NAMM 2017 has finished recently, and although it is always far from just an electronic instrument show, it has further emphasized a very solid trend among big and small synth manufacturers alike.
If one questions the countless retro and retro-emulating gear being paraded again by the the big and small names, and the scarcity of truly innovative thoughts, well, this is merely a response to a demand.
Synthesizers are, fundamentally and by definition, unique instruments in their ability to create and shape old and new sounds. Also, they can bridge the sonic and temporal gap between many centuries' and many distant realms' musical tradition - they can produce an often-thought-to-be impossible sonic world that can be, at the same time, ancient and contemporary, even futuristic, in the right hands.
However, while they had been the vehicles and, no pun intended, instruments of sonic and musical innovation for decades, the present shows a different direction.
Unprecedented technological advances created an everyday and increasingly affordable reality in which, to quote a recent line from Klaus Schulze, one can only be limited by one's imagination and not the instrument's capabilities.
Is then electronic music of today marked by unprecedented sonic innovation? Are the newer and newer synth and studio gadgets forward looking innovations to facilitate this sonic progress?
Occasionally, and increasingly rarely, yes.
Occasionally, there are leaps in sound-making and sound-shaping ability - think of samplers, FM synthesis, granular synthesis, variphase processing, morphing filters...
Occasionally, even if underlying mathematics and technology are relying on pre-existing concepts, the instruments themselves represent leaps in how a musician can unleash his/her creative powers. Think of compact affordable modular synths, or the astounding music workstations like the M1 and its successors, or the vast sample libraries shaped further by complex processing plugins and/or sampler keyboards.
However, as the latest NAMM also demonstrated, a heavy trend is filling rooms with... recycled history.
Some are caught in a loop of releasing endless remakes and variations of their glorious classics from the past decades, others add more polyphony to previous classic models and/or architectures.
Certainly, there is a demographic element that creates insatiable demand for such retro gems being recycled endlessly. The blogger is part of that demographic, but hopefully not yet caught in this mental loop.
As it happened with motorcycles, there is an age group that once dreamed about those beasts, but now can afford them in much beefed-up versions.

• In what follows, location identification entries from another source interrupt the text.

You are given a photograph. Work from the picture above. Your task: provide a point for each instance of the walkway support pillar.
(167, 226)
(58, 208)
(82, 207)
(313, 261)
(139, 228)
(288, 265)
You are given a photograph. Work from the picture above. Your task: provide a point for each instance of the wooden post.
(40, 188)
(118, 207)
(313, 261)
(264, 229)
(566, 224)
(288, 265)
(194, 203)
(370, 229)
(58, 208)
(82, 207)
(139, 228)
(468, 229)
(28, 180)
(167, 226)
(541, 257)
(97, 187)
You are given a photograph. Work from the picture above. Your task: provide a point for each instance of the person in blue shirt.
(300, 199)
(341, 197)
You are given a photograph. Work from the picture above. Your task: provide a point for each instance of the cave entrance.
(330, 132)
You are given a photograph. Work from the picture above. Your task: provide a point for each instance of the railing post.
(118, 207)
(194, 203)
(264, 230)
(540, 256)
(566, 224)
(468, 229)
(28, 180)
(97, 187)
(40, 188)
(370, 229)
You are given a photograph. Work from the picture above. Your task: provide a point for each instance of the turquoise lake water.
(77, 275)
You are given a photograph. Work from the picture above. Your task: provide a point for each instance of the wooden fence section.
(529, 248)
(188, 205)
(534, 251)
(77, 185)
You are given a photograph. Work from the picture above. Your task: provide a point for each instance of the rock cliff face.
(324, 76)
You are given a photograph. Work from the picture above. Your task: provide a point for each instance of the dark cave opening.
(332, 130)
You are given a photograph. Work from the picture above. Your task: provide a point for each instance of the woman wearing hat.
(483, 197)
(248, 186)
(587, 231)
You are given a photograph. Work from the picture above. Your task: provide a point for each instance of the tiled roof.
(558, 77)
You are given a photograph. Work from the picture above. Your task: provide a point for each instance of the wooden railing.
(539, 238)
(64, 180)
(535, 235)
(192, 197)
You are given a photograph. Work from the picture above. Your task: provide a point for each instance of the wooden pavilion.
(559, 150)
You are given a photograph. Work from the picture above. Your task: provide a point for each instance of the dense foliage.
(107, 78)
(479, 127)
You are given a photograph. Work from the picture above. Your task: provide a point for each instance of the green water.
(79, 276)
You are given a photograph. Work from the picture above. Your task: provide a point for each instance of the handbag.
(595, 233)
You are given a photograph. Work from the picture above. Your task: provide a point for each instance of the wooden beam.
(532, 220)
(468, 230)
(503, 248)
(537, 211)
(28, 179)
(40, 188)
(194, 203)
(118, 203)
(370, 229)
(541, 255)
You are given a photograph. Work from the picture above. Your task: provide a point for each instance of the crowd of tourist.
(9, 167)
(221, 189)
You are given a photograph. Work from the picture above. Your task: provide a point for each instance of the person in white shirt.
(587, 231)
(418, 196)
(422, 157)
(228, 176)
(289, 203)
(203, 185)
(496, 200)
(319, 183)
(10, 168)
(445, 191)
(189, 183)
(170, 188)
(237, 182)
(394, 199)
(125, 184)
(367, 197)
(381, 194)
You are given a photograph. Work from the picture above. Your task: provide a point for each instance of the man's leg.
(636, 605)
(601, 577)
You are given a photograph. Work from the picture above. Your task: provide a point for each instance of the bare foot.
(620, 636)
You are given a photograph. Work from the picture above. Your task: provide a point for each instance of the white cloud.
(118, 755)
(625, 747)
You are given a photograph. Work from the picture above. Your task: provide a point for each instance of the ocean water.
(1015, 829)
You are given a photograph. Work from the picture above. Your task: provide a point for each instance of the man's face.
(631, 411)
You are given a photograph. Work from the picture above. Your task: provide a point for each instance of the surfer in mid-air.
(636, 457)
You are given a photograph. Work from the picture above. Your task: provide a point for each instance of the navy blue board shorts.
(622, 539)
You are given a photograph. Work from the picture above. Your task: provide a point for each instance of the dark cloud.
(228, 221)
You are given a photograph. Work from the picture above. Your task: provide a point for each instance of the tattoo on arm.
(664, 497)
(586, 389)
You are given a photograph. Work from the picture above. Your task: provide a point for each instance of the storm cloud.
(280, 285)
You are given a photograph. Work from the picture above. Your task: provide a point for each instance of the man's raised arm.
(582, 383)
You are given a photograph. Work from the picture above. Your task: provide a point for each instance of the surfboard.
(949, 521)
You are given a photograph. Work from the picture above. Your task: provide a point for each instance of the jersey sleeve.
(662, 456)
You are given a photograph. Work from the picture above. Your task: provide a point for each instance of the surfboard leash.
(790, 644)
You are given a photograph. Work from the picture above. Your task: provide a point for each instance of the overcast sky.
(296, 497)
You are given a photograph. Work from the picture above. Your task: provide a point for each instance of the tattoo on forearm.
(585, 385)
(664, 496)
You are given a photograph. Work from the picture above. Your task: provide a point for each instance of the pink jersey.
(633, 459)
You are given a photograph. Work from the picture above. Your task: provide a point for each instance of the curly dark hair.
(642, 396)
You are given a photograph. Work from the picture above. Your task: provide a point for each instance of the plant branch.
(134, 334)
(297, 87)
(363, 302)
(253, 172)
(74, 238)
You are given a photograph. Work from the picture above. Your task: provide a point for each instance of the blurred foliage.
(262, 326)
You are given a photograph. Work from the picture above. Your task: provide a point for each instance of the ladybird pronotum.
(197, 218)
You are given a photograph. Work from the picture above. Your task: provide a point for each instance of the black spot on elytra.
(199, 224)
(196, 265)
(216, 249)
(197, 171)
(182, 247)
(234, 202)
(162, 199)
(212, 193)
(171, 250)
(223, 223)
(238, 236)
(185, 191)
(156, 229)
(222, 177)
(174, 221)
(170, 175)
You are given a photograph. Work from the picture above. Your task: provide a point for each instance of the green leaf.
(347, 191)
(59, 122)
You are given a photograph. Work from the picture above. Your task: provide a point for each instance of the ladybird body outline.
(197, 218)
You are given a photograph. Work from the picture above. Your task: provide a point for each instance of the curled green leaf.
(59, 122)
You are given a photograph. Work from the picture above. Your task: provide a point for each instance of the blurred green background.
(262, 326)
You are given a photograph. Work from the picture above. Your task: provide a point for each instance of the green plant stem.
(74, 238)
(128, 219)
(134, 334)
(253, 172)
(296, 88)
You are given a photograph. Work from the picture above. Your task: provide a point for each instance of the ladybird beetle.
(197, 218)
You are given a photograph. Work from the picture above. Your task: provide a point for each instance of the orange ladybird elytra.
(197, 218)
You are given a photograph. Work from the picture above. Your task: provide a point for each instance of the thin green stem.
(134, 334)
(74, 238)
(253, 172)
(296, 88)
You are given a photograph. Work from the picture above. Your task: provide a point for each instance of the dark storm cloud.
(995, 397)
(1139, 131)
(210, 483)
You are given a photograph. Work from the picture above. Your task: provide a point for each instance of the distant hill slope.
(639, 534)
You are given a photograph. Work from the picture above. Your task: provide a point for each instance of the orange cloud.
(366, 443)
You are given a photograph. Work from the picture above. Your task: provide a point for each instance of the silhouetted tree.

There are entire new genres established that are nostalgically re-creating past trends in electronic music, or in general, of music that was predominantly relying on electronic instruments.
Beyond this demographic phenomenon, there are new generation musicians who reach for the retro sounds and retro instruments' recreated or souped-up versions with an aim to add a certain special flavor to established mainstream electronic music sub-genres.
But... in many ways, we are witnessing a polarisation of electronic music.
Apart from the still purely academic ventures in the vein of IRCAM experiments, in the accessible electronic music there are extremely few names who truly make use of these instruments' unique capabilities.
The rest are using eminently unconventional instruments in extremely conventional manner - and when innovation is celebrated because it sounds exactly like a sequencer-laden track from 40+ years ago, then something is very warped in our perception.
To return to NAMM, one of the highlights was the Arturia Matrixbrute - and an otherwise superb demo showed the sequencer capabilities... heralded as a major sensation and as an innovative beast of an instrument, whilst the produced music sounded exactly like Tangerine Dream's Ricochet from 1975. Yes, it was 42 years ago.
The time warp could not be more complete nor more obvious.
Nobody can produce quantum leaps in musical instruments every year, but perceptions of what is innovation are being distorted by mere addition of more polyphony, more sampling disc space, more pre-existing synth engines crammed under a single bonnet, more step sequencer buttons now affordably bolted on top of some otherwise unremarkable analog engine.
While this perception distortion is occurring in the market, it is then also occurring in the music that is produced with these "innovative" instruments.
With notable exceptions, some popular trends in electronic music are re-tracing their steps or someone else's steps, and media heralds them as "new voices" while they are faithfully reproducing decades-old sounds (in widest sense).
There have been and there are some extremely popular electronic musicians in mainstream genres, who could blend the dance music of their era with gregorian choir passages... or high-octane EDM with sounds of the '50s, or with sounds of distant musical cultures.
However, while even media perception is warped by the retro "innovations", there is a danger that the most imaginative and boundless instruments are predominantly becoming mere tools to clear or smooth some beaten paths or widen them a little bit.
If our expectations of what sonic exploration is does not get out of the grip of retrospective loops, then we must not blame manufacturers for coming up with endlessly regurgitated history,
They are running a business and they are responding to demand that does not seem to decay any time soon.